I am having some trouble cleaning data that I imported from Excel with readxl. I am able to read each excel file and store individual sheets contained in that file into separate data frames.
The problem is that each of these created data frames have many columns entirely filled with NAs which is because my code is storing these sheets into a list from which I am creating separate data frames and hence these NA columns are coming as a result of union of all columns contained in that Excel file.
I wish to automate this process of removing all NA columns from all the data frames having different number of rows and columns using a for loop.

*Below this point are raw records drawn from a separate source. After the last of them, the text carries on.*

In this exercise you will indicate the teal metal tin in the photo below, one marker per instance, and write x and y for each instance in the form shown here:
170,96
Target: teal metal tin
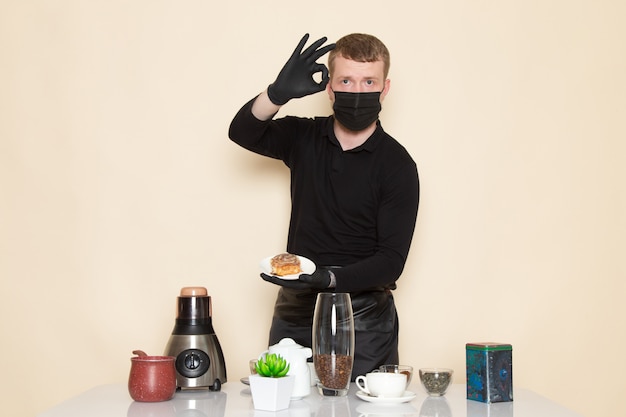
489,368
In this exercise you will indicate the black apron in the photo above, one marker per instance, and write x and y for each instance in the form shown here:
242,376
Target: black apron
375,325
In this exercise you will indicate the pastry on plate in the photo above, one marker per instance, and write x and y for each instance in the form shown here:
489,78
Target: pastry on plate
285,264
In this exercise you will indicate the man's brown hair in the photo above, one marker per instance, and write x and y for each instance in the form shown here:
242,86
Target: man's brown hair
360,47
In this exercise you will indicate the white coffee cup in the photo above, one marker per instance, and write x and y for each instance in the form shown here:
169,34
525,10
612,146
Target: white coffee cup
382,384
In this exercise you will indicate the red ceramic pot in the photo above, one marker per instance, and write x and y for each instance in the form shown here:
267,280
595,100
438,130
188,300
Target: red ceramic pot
152,378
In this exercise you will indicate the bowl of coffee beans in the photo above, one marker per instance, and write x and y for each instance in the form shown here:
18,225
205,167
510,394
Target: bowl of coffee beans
436,380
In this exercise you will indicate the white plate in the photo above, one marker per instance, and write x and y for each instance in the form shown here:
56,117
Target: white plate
307,266
407,396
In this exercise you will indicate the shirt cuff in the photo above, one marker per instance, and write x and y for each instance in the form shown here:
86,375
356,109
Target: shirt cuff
333,280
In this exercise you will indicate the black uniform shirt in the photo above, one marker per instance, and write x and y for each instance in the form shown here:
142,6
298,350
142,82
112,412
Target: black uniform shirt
356,208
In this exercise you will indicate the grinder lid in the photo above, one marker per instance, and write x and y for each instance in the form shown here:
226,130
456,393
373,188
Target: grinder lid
193,292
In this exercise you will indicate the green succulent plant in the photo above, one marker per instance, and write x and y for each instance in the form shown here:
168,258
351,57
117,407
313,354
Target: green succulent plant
272,366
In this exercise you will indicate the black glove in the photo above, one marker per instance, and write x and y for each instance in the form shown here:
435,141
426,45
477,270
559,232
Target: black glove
296,78
319,280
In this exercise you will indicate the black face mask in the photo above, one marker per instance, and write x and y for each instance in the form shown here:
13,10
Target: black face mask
356,111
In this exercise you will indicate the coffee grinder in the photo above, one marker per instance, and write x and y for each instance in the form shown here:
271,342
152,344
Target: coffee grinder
199,358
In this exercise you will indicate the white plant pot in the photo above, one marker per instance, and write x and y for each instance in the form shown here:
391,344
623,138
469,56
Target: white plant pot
271,394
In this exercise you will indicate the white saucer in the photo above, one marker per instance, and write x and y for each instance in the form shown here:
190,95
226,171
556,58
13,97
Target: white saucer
307,266
407,396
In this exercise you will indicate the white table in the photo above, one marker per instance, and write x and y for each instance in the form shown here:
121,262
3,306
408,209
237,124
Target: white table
234,400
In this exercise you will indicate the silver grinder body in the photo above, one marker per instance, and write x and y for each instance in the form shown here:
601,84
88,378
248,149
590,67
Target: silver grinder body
199,357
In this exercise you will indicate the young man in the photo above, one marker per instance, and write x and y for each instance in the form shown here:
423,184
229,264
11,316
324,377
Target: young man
354,191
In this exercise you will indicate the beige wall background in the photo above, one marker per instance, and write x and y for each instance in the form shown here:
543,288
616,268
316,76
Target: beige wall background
119,186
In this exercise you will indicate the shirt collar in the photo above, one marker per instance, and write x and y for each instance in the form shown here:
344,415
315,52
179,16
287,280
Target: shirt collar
369,145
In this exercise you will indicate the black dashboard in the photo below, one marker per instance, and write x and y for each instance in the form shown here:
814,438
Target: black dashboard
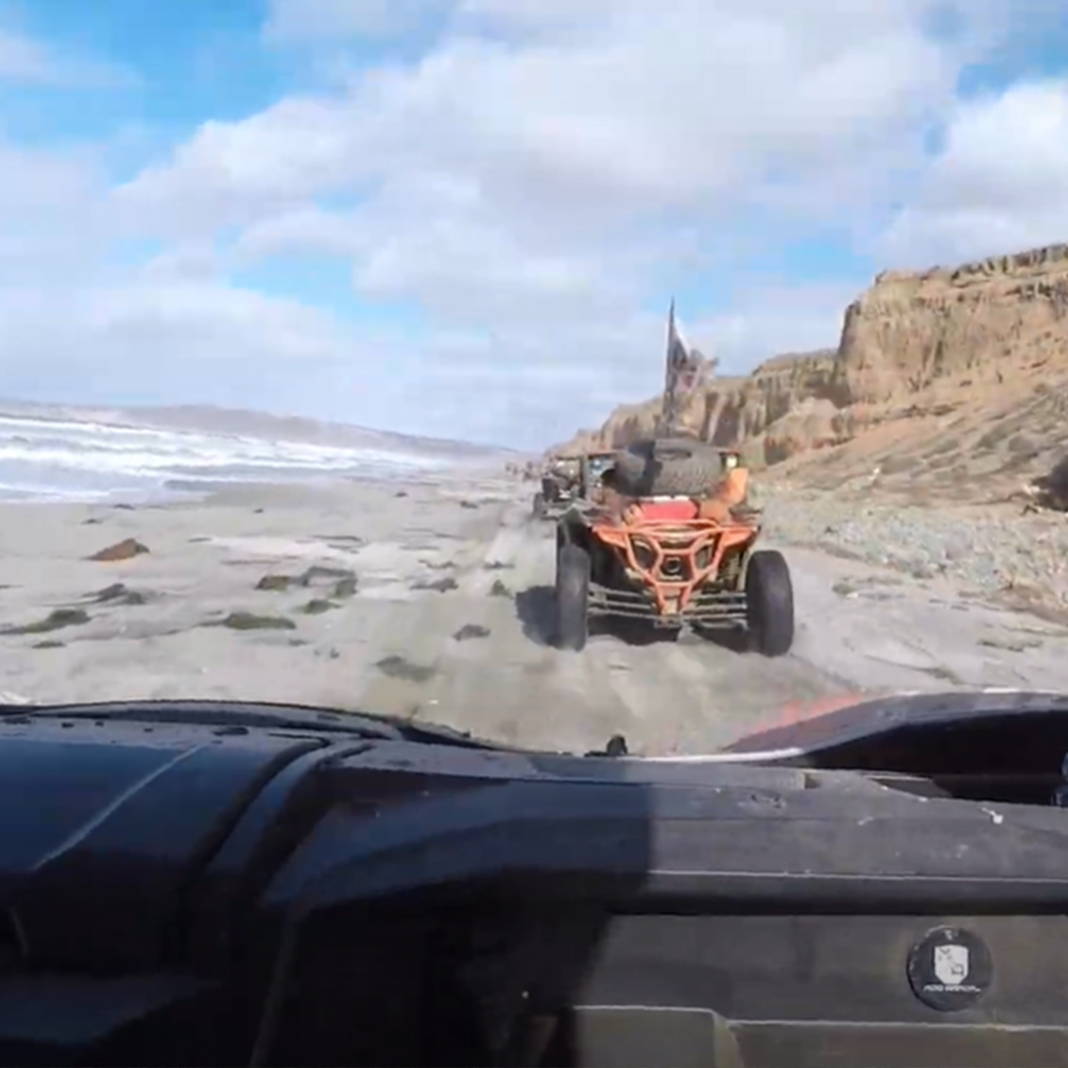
200,883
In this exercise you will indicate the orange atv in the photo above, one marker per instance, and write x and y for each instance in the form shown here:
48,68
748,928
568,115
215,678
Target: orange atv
674,561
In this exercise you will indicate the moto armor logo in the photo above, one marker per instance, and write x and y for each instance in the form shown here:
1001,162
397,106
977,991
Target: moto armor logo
949,969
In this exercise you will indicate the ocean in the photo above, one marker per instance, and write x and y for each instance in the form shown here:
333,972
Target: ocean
51,458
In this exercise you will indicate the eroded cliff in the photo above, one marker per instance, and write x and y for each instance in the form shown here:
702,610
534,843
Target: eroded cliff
968,349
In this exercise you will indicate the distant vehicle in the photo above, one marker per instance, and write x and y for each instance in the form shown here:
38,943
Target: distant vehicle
668,560
675,547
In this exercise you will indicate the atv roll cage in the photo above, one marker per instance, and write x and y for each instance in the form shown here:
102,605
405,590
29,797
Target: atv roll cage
672,563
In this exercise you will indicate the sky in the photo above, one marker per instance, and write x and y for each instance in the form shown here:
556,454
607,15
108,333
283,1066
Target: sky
467,218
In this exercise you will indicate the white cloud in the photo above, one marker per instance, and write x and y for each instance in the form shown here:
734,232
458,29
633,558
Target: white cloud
999,185
532,182
546,175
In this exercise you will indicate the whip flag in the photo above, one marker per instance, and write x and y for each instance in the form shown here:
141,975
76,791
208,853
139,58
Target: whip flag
687,371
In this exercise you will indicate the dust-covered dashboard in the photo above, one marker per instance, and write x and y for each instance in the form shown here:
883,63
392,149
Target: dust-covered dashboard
201,883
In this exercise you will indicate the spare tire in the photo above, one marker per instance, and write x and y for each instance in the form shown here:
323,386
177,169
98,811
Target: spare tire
675,467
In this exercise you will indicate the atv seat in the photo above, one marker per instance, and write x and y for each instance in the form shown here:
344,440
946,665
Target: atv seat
676,508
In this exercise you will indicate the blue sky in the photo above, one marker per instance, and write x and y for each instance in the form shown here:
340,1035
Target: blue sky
428,215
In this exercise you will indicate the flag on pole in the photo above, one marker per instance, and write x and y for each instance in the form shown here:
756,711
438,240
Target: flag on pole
687,371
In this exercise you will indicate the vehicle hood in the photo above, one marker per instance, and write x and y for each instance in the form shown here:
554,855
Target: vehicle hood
122,813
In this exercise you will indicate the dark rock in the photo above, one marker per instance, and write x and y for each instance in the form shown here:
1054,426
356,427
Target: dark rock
317,607
248,621
121,550
119,594
345,587
277,582
318,576
57,618
440,585
114,592
401,668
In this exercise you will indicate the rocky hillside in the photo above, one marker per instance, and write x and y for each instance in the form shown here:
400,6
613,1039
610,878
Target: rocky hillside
955,380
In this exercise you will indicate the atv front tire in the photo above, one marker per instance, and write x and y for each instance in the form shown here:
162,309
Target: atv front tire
572,597
769,603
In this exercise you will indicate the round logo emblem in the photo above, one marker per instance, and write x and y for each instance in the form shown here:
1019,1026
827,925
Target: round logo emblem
949,969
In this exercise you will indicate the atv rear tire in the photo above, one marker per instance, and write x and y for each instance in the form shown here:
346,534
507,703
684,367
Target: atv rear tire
673,467
769,603
572,597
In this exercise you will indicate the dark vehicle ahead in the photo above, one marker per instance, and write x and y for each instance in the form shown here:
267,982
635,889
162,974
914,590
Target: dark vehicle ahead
202,883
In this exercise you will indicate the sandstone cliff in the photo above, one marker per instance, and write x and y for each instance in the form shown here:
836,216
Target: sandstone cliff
939,376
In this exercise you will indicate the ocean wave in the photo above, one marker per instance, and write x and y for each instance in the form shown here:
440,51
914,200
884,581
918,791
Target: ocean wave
57,459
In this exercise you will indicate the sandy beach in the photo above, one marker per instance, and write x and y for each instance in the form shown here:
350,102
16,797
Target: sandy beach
433,599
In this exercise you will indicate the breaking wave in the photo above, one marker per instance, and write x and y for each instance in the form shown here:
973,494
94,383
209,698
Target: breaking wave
68,459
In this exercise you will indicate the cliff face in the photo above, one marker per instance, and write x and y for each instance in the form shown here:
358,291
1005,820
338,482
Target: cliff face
731,410
916,347
972,326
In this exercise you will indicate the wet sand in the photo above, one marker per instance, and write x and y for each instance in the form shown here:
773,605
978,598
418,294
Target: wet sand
450,619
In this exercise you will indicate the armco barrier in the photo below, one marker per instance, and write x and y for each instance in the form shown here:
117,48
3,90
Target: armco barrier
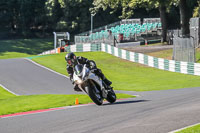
160,63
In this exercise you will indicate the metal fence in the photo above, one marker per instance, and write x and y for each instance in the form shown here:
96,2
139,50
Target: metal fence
109,39
195,31
183,49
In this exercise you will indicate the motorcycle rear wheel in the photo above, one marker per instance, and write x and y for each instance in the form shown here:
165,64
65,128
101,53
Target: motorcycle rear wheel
94,95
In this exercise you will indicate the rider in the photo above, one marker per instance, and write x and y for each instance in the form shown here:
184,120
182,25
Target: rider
72,60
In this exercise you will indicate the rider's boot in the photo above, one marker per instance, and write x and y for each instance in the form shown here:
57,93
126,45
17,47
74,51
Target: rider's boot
108,83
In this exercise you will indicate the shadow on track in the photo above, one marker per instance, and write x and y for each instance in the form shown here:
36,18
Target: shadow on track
126,102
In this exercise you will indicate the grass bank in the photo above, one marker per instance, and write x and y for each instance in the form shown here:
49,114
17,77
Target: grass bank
23,47
5,94
17,104
11,103
126,75
167,54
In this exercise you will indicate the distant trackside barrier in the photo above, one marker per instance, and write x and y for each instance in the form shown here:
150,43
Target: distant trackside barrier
160,63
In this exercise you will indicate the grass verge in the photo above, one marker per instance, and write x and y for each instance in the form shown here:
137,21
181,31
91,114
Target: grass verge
18,104
126,75
194,129
5,94
23,47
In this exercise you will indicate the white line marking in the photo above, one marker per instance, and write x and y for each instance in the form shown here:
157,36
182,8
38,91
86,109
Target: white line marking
8,90
183,128
46,68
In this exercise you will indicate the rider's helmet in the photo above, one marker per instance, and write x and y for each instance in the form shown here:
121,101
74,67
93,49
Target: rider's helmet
71,59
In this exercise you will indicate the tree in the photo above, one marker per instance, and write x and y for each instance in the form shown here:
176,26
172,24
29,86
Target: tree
196,12
128,7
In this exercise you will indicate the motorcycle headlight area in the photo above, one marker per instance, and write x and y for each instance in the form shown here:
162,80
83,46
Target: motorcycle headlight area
79,81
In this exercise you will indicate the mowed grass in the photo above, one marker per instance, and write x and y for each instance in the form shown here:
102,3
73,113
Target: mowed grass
13,104
167,54
5,94
23,47
194,129
126,75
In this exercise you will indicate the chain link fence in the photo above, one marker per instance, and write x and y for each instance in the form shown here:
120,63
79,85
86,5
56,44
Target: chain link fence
184,49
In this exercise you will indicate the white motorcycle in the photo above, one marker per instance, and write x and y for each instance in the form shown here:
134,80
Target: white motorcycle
92,85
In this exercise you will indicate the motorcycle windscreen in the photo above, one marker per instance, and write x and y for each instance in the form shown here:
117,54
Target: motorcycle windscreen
78,70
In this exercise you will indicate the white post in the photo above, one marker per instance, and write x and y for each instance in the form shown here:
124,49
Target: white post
91,23
55,40
68,35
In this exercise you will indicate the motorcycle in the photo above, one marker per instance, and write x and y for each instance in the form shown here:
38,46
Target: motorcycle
92,85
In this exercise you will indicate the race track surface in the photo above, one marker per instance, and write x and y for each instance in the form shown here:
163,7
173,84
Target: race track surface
25,78
151,112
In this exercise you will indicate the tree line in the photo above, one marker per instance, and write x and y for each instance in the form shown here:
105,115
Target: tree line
31,17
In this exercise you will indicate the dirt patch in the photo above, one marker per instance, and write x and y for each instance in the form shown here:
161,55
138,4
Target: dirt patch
149,48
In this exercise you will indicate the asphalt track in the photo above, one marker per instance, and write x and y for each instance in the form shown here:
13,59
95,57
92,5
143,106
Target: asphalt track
151,112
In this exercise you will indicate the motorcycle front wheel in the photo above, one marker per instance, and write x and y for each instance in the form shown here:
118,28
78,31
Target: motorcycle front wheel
111,97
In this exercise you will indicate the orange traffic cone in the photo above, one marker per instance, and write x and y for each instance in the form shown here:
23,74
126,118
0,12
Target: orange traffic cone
76,101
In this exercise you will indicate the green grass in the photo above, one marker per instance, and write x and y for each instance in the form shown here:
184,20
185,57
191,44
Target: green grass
23,47
167,54
36,102
126,75
194,129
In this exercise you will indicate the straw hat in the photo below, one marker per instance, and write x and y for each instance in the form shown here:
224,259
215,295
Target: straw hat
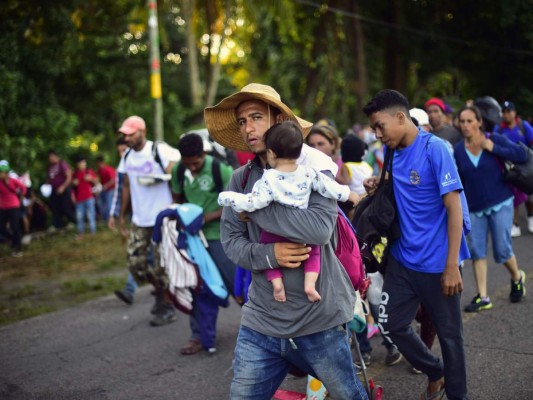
221,120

However when I try this:
for(i in 1:length(AllFileSheetnames)){
assign(AllFileSheetnames[i], function(x) x[, colSums(is.na(x)) < nrow(x)])
print(AllFileSheetnames[i])
}
puts all the values in a list again with a union of all the columns.
I have imported 5 sheets from an excel file in R. All the sheets are stored into data frames D1, D2, D3, D4, and D5. The details of the original sheets are as follows:
D1: 99 Rows * 150 Columns;
D2: 99 Rows * 166 Columns;
D3: 99 Rows * 77 Columns;
D4: 99 Rows * 8 Columns;
D5: 99 Rows * 7 Columns
When I import this file using readxl, it creates a list which contains 495 rows and 247 odd columns. I am successfully able to split the list into separate data frames for D1, D2 and so on, but each data frame has 247 columns and now I wish to automate the process of removing NA columns from each data frame to get the above mentioned dimensions for respective data frames.